FIGS. 5 and 6 are graphs showing the frequency distributions respectively of power and cepstrum sum for noise and voice (vowel). Threshold values a.sub.P and a.sub.W for distinguishing voice from noise, by way respectively of power and cepstrum sum, are selected with respect to these distribution curves so as to be slightly on the side of the peak representing noise from the point where the noise and voice curves cross each other. This is so as to avoid situations of missing voice by setting thresholds too far to the side of voice. If the power P(t) is greater than the power threshold value a.sub.p and the cepstrum sum W(t) is greater than a.sub.W, the judging section 3 concludes that the frame is inside a vowel period. Next, a time interval t.sub.1 <t<t.sub.2 is considered such that t.sub.2 -t.sub.1 >84 frames. If 21 or more of the frames within this interval are identified as sound period and if the number of frames identified as representing a vowel is one-fourth or more of the sound period, it is concluded that the interval in question (t.sub.1 <t<t.sub.2) is a voice period. If the ratio is less than one-fourth, on the other hand, it is concluded to be a noise period.

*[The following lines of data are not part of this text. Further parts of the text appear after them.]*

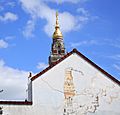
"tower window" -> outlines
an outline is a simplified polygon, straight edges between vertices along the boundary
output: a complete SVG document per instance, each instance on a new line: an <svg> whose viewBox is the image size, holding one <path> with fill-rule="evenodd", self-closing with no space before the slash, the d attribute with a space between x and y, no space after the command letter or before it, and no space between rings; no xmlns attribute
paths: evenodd
<svg viewBox="0 0 120 115"><path fill-rule="evenodd" d="M3 115L2 107L0 107L0 115Z"/></svg>

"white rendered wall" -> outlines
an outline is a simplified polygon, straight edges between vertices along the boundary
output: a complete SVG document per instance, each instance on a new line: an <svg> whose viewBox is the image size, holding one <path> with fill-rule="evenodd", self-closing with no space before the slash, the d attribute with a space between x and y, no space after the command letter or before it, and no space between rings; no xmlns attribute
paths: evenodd
<svg viewBox="0 0 120 115"><path fill-rule="evenodd" d="M3 105L4 115L63 115L65 71L70 67L80 71L72 72L77 112L71 115L120 115L120 87L77 54L33 81L32 106Z"/></svg>

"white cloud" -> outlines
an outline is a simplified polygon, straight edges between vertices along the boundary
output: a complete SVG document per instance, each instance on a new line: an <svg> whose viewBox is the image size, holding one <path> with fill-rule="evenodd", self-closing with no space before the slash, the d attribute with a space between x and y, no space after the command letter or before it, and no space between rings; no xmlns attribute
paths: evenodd
<svg viewBox="0 0 120 115"><path fill-rule="evenodd" d="M39 62L38 65L37 65L37 68L38 69L45 69L48 65L43 63L43 62Z"/></svg>
<svg viewBox="0 0 120 115"><path fill-rule="evenodd" d="M23 32L24 35L30 35L31 37L33 37L33 31L35 29L35 23L36 23L35 20L45 19L46 25L44 26L44 31L47 33L47 35L51 36L54 31L56 10L50 8L42 0L31 0L31 2L29 2L29 0L20 0L20 2L24 11L29 13L32 18L29 24L27 22L26 28ZM59 23L61 26L61 31L63 33L66 33L72 30L76 30L82 27L82 25L85 22L87 22L88 19L89 17L85 14L82 14L81 16L79 15L74 16L69 12L62 12L59 14ZM29 29L27 29L28 27ZM30 36L26 36L26 37L30 37Z"/></svg>
<svg viewBox="0 0 120 115"><path fill-rule="evenodd" d="M13 1L12 2L11 1L10 2L6 2L6 5L13 8L13 7L15 7L15 2L13 2Z"/></svg>
<svg viewBox="0 0 120 115"><path fill-rule="evenodd" d="M0 100L23 100L26 97L28 72L5 65L0 59Z"/></svg>
<svg viewBox="0 0 120 115"><path fill-rule="evenodd" d="M95 40L86 40L86 41L81 41L81 42L77 42L77 43L70 43L70 46L75 48L75 47L79 47L79 46L85 46L85 45L98 45L97 41Z"/></svg>
<svg viewBox="0 0 120 115"><path fill-rule="evenodd" d="M34 20L28 20L26 27L24 28L23 35L26 38L34 37L33 31L35 29Z"/></svg>
<svg viewBox="0 0 120 115"><path fill-rule="evenodd" d="M116 61L120 61L120 54L107 56L107 58L114 59Z"/></svg>
<svg viewBox="0 0 120 115"><path fill-rule="evenodd" d="M62 4L62 3L65 3L65 2L69 2L69 3L78 3L78 2L85 2L85 1L88 1L88 0L44 0L46 2L55 2L57 4Z"/></svg>
<svg viewBox="0 0 120 115"><path fill-rule="evenodd" d="M0 48L7 48L7 47L8 47L8 43L3 39L0 39Z"/></svg>
<svg viewBox="0 0 120 115"><path fill-rule="evenodd" d="M114 64L113 67L114 67L115 69L117 69L118 71L120 71L120 66L119 66L119 65Z"/></svg>
<svg viewBox="0 0 120 115"><path fill-rule="evenodd" d="M0 16L0 21L6 22L6 21L16 21L18 19L18 16L12 12L7 12L3 16Z"/></svg>

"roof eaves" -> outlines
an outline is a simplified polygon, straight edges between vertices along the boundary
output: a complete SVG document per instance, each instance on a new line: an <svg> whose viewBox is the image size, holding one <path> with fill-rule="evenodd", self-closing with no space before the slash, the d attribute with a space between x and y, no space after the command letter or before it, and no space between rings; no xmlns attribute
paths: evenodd
<svg viewBox="0 0 120 115"><path fill-rule="evenodd" d="M32 105L32 102L28 101L0 101L1 105Z"/></svg>

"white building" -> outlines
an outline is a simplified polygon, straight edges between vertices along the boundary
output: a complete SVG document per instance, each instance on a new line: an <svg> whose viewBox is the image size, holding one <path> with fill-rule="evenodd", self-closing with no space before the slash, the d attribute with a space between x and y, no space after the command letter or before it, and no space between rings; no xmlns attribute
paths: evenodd
<svg viewBox="0 0 120 115"><path fill-rule="evenodd" d="M76 49L66 54L56 17L50 65L30 74L26 101L0 101L0 115L120 115L120 82Z"/></svg>

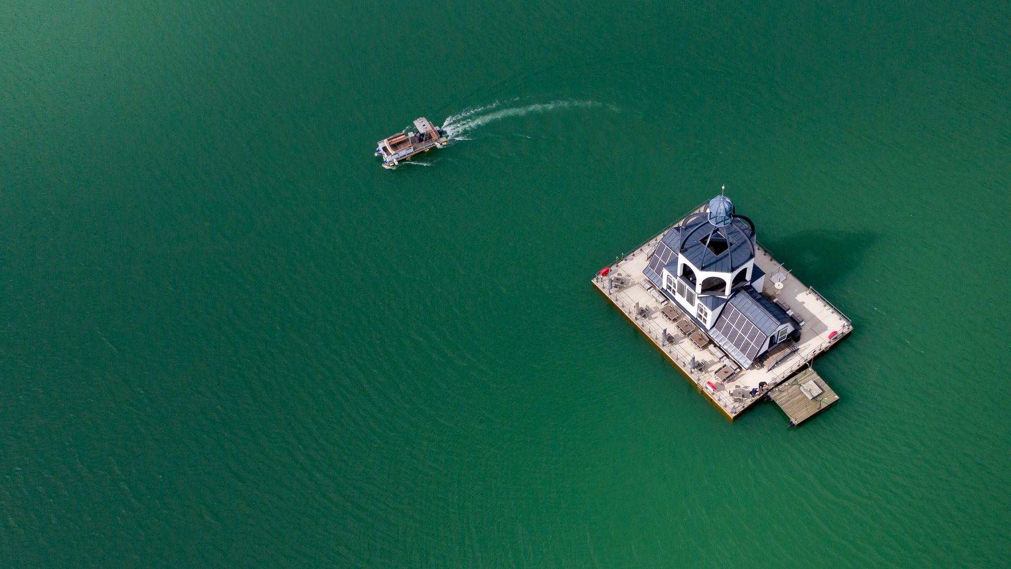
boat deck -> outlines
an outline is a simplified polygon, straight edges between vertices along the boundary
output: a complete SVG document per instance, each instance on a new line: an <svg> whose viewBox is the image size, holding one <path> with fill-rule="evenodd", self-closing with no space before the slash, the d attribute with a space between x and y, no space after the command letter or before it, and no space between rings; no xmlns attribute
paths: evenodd
<svg viewBox="0 0 1011 569"><path fill-rule="evenodd" d="M671 226L678 222L680 220ZM593 286L731 419L760 401L770 389L852 329L846 316L792 273L780 271L772 256L757 246L755 264L766 274L762 292L792 310L804 324L801 326L800 342L783 343L750 368L738 369L737 364L709 339L706 331L693 323L680 306L664 296L643 274L649 254L665 231L657 233L613 265L607 277L594 277ZM778 294L774 294L775 289L768 278L776 272L783 272L787 277ZM672 319L671 312L678 317ZM795 348L796 351L789 353ZM762 383L764 385L760 385ZM754 395L752 389L757 390Z"/></svg>

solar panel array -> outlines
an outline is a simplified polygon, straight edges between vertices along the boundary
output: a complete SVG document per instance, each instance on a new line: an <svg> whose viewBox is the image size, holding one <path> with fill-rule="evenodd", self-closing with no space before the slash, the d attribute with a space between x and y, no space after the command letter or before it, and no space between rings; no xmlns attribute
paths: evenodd
<svg viewBox="0 0 1011 569"><path fill-rule="evenodd" d="M674 251L667 247L667 244L660 242L656 245L656 251L653 252L653 257L649 260L649 268L659 275L660 269L663 269L673 258Z"/></svg>
<svg viewBox="0 0 1011 569"><path fill-rule="evenodd" d="M733 304L724 307L714 326L748 360L754 360L765 345L765 335Z"/></svg>

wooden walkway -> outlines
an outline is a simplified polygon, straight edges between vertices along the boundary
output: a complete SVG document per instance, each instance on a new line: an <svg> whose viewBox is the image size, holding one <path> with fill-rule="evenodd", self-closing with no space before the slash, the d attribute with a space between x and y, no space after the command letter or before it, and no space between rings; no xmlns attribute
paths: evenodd
<svg viewBox="0 0 1011 569"><path fill-rule="evenodd" d="M768 394L794 425L839 400L835 391L811 368L784 381Z"/></svg>

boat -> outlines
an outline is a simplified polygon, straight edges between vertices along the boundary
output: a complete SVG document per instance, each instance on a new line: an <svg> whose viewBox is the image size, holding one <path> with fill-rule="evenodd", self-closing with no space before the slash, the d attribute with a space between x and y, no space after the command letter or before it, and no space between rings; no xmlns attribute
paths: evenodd
<svg viewBox="0 0 1011 569"><path fill-rule="evenodd" d="M449 144L446 131L424 116L415 120L415 128L418 130L398 132L377 143L376 156L382 158L383 168L396 168L404 160Z"/></svg>

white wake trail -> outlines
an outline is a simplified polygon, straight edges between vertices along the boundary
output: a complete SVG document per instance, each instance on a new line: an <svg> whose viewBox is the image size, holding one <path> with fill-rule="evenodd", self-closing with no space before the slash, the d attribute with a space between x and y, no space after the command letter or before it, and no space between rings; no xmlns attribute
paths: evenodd
<svg viewBox="0 0 1011 569"><path fill-rule="evenodd" d="M614 111L619 110L614 105L605 105L604 103L598 103L595 101L551 101L550 103L538 103L523 107L510 108L497 108L498 106L499 103L495 101L487 106L469 108L461 113L452 114L446 118L446 122L443 123L442 128L446 131L446 135L449 138L454 140L465 140L467 138L463 136L464 133L470 132L478 126L482 126L495 120L501 120L502 118L510 116L524 116L532 112L548 112L556 109L576 109L605 106Z"/></svg>

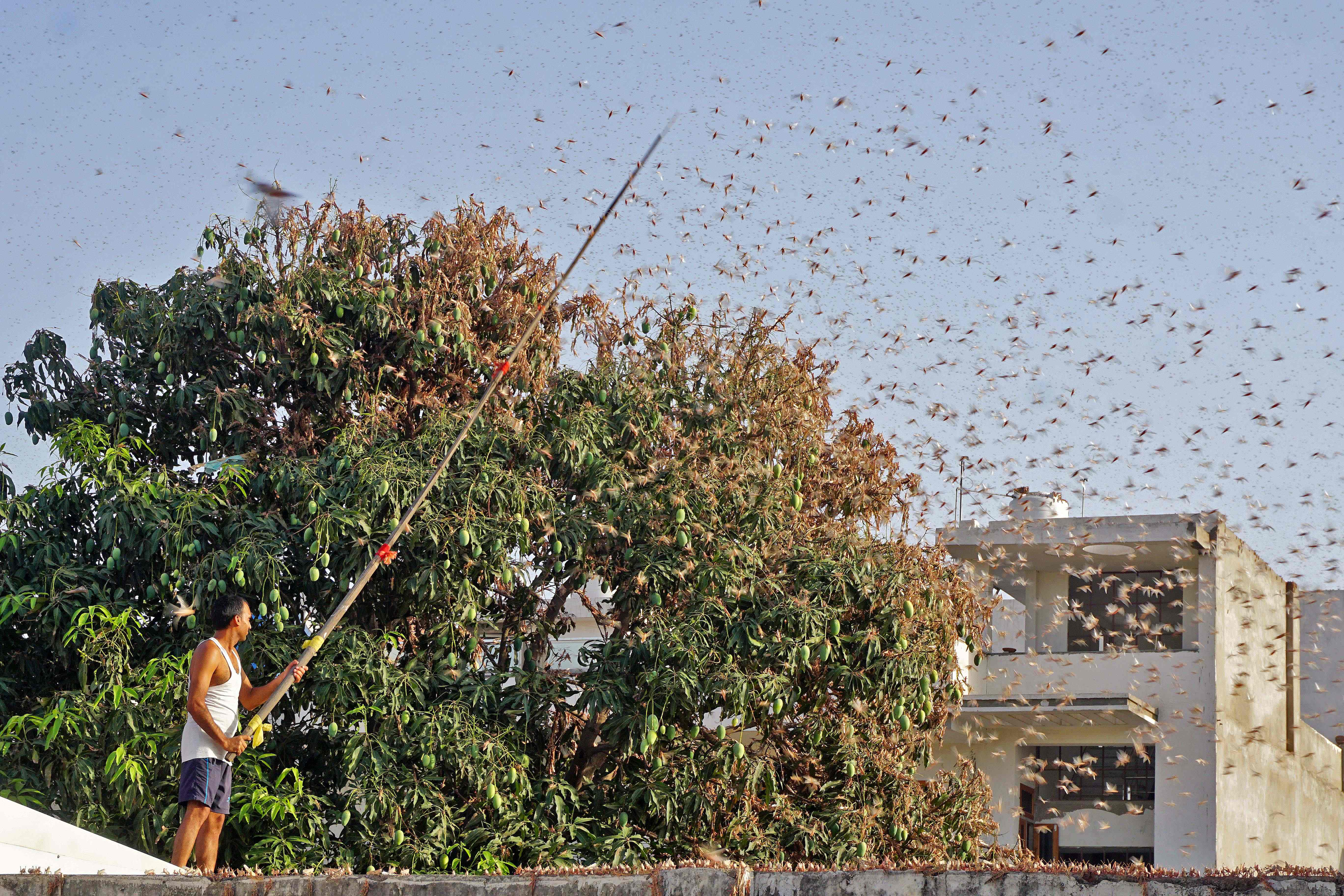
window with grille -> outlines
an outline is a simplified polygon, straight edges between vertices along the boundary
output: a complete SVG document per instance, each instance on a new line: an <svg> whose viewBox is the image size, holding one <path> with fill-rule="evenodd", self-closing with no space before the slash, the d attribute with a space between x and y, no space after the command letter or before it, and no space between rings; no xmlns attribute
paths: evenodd
<svg viewBox="0 0 1344 896"><path fill-rule="evenodd" d="M1180 650L1183 598L1167 572L1068 576L1068 650Z"/></svg>
<svg viewBox="0 0 1344 896"><path fill-rule="evenodd" d="M1034 779L1046 802L1153 798L1153 747L1036 747Z"/></svg>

According to a second embodiment of the present invention, the second of the four aforementioned criteria, or the constancy characteristic of the spectrum, is considered to identify vowel periods and to separate them from noise periods. If the ratio in length between sound and vowel periods is large, it is concluded that it is very likely a voice period. By this method, too, the inputted sound signal need not be compared with any standard vowel pattern and hence the third of the criteria can be ignored. Moreover, the determination capability is not dependent on the strength of the inputted sound and voice periods can be identified by means of a simple hardware architecture.

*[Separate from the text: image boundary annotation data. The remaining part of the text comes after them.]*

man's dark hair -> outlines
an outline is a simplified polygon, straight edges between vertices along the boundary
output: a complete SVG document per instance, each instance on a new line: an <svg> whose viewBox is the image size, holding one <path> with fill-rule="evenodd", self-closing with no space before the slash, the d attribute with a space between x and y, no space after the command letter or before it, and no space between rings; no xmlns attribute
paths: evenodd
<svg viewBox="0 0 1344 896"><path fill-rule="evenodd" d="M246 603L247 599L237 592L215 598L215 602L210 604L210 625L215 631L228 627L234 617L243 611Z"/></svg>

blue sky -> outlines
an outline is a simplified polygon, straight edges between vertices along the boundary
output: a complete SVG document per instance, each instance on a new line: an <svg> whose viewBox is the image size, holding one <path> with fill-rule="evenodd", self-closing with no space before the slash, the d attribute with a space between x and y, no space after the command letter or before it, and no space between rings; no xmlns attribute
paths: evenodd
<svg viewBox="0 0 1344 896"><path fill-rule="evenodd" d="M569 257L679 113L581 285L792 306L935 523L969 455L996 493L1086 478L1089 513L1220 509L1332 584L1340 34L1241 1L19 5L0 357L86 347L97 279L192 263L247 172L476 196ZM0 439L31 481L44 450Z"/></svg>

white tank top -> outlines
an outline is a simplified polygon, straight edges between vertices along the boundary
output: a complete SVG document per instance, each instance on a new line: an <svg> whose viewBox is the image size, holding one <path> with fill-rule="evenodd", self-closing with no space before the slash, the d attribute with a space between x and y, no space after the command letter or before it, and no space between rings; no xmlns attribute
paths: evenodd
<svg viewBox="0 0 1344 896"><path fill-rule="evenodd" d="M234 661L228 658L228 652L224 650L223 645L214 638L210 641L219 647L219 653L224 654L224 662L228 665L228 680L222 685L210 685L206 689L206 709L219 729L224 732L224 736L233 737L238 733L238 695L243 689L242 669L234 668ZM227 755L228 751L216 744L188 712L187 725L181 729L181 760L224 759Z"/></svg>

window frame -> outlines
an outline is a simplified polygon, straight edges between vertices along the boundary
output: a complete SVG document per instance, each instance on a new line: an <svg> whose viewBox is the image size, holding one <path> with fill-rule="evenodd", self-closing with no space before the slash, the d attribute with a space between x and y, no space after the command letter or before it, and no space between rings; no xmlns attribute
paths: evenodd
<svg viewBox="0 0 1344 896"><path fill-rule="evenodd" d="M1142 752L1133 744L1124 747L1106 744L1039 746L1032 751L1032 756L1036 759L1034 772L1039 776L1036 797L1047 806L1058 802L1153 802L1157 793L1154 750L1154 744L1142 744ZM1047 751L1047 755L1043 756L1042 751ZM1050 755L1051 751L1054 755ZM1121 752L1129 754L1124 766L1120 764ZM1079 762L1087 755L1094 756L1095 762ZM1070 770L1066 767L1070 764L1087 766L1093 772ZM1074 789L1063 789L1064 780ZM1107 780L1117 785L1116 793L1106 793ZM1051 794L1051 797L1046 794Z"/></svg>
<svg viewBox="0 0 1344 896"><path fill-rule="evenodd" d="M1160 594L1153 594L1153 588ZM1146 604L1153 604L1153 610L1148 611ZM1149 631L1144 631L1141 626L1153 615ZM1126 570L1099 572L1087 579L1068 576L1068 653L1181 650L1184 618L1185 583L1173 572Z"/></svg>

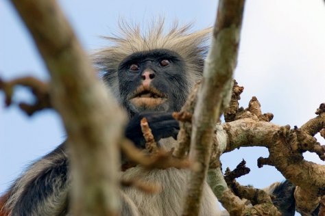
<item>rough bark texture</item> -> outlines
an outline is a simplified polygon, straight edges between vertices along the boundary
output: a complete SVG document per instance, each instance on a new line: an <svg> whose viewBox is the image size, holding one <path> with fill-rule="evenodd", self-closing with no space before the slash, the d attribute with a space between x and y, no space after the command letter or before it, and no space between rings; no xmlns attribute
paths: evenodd
<svg viewBox="0 0 325 216"><path fill-rule="evenodd" d="M190 174L184 215L197 215L208 168L215 122L229 104L237 64L244 1L219 1L210 49L193 116L190 159L198 169Z"/></svg>
<svg viewBox="0 0 325 216"><path fill-rule="evenodd" d="M51 77L51 103L62 118L71 153L73 215L118 215L117 144L125 118L56 1L11 1Z"/></svg>

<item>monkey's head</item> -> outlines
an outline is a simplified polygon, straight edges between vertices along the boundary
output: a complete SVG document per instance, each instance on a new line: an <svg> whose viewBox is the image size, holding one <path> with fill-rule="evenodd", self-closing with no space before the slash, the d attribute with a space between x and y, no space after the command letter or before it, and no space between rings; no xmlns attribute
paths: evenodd
<svg viewBox="0 0 325 216"><path fill-rule="evenodd" d="M120 23L121 36L105 38L112 46L95 54L104 80L130 117L149 111L179 111L201 77L210 29L189 33L191 25L165 32L164 21L145 33L139 26Z"/></svg>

FIG. 7 is a structural block diagram of a device based on the second embodiment of the present invention described above, comprising a section 11 for voice analysis, a section 12 where cepstrum distance is calculated and a judging section 13. As shown in FIG. 8, the voice analysis section includes a section 14 where auto-correlation coefficients are calculated, a section 15 where linear predictive coefficients are calculated, and a section 16 where cepstrum coefficients are calculated. In the section 4 where auto-correlation coefficients are calculated, 256 sampled values S.sub.i (t) of a sound signal from each frame (where 1.ltoreq.i.ltoreq.256) are used as explained above in connection with FIGS. 1 and 2, and autocorrelation coefficients R.sub.i (where 1.ltoreq.i.ltoreq.np+1 and np=24) are similarly calculated. Linear predictive coefficients A.sub.k, partial auto-correlation coefficients P.sub.k and residual power E.sub.k (where 1.ltoreq.k.ltoreq.np) are calculated in the section 15 and cepstrum coefficients c.sub.i are obtained in the section 16.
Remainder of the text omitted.